I get that there's an obesity crisis, but it really feels like this one skipped the step where they checked if school meals were the problem, and jumped straight to a plan of "Make children miserable -> ??? -> profit". I appreciate your framing the larger problem of how we're ratchetting ourselves into ruin.

Martin Valentine's avatar

Not sure stopping kids eating crap so they don’t carry on into adulthood and inevitably have heart attacks which the nhs picks up the tab for is quite the hill to die on, but take your point more generally

Sui Juris's avatar

This seems to me to be the steelman of the inchoate but valid complaints about the ‘deep state’, the ‘blob’ etc. which are really about a culture rather than about individual bad things. And Ovendon’s point is important: it’s not a secret conspiracy, it’s about the effect of everybody behaving quite openly as the school foods standards people do.

Akiyama's avatar
18hEdited

Hear Hear! 👏

I joined the Libertarian Party a couple of weeks ago. The thing that tipped me over the edge was Nigel Farage saying that "the puritanical spirit of Oliver Cromwell again stalks the land. Our bossy, ruling elite’s default response to something is moving to ban it." . . .

https://www.telegraph.co.uk/news/2026/03/23/reform-will-repeal-the-generational-smoking-ban/

. . . a few days after having called for a ban on Muslims playing in public: "We wouldn’t want to stop individuals praying but mass prayer is banned in many Muslim countries in the Middle East itself. So, yes, we have to stop this kind of mass demonstration, provocative demonstration, in historic British sites."

https://www.theguardian.com/politics/2026/mar/19/nigel-farage-condemned-over-call-to-ban-public-prayer-for-muslims-in-the-uk

I wouldn't describe myself as a 100% Ayn Rand reading American style libertarian, but I'm heading that way. Perhaps I'm a "state capacity libertarian"; scrap the legislation that is making us waste money on bat tunnels and fish discos so we can spend the money on fixing potholes, building reservoirs, running municipal tips etc.

QUOTE> "I have on occasion suggested that we should simply repeal every law and regulation passed since the mid-90s, with only a small grace period allowed to identify those we wished to keep. In reality this probably would not work - even if we could find a politician bold enough to do it.
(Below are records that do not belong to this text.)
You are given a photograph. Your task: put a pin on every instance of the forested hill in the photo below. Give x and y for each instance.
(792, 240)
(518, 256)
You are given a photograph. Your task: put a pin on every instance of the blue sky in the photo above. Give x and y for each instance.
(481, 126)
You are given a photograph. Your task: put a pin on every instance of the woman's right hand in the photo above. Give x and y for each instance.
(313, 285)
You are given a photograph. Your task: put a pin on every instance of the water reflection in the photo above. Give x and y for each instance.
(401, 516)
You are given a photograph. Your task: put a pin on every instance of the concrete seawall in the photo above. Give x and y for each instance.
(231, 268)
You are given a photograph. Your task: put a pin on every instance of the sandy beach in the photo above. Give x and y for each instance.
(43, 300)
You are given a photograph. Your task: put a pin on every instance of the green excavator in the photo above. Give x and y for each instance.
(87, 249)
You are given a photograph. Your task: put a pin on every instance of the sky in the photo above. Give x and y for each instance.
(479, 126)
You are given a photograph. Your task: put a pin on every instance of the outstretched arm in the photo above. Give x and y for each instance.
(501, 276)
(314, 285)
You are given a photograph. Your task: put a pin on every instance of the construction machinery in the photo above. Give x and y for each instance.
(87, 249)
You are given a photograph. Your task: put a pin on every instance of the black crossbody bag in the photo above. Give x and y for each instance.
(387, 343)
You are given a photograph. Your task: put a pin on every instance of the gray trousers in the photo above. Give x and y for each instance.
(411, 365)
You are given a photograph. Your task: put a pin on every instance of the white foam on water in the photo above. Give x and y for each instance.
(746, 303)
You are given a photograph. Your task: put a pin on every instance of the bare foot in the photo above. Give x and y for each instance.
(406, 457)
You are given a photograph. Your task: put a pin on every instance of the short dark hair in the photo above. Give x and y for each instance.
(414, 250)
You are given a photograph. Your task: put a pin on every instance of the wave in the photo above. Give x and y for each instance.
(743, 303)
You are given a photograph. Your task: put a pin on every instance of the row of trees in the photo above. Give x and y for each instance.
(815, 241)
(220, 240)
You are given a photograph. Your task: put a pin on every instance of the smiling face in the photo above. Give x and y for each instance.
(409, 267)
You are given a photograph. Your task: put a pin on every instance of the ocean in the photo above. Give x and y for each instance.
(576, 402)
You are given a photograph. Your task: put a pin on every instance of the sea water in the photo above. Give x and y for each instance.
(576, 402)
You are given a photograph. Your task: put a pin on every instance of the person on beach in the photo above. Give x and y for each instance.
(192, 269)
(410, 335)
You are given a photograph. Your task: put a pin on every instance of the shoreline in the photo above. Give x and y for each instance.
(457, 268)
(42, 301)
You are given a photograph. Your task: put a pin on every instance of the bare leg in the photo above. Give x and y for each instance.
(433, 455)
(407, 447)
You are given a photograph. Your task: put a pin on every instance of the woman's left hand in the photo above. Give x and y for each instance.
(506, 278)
Other whimsical ideas, such as every law ceasing within 10 years unless an MP can be found to read it out, in full, in the Chamber, similarly belong more within the pages of a Heinlein novel than in real life."

These both sound like good ideas to me!

Honestly, I increasingly feel like I'm living in some kind of dystopia (Idiocracy, perhaps). My only optimistic take is that I do think a lot of the UK's problems could be fixed if there was the political will to do so.

About milk in schools. I work in a primary school, we throw away a huge amount of semi-skimmed "free school milk" every week, and it seems such a waste. I expect if it was whole milk - which is tastier - and came with plastic straws - which have a more pleasant "mouth feel" - instead of paper straws, we would throw away a lot less.

HD's avatar

I'd be curious how you felt about France's school food which is clearly very bureaucracy-controlled but connected to a genuine food culture. Though I'm worried all the annoying usual suspects are *too* enthusiastic about it and there might be problems on deeper scrutiny.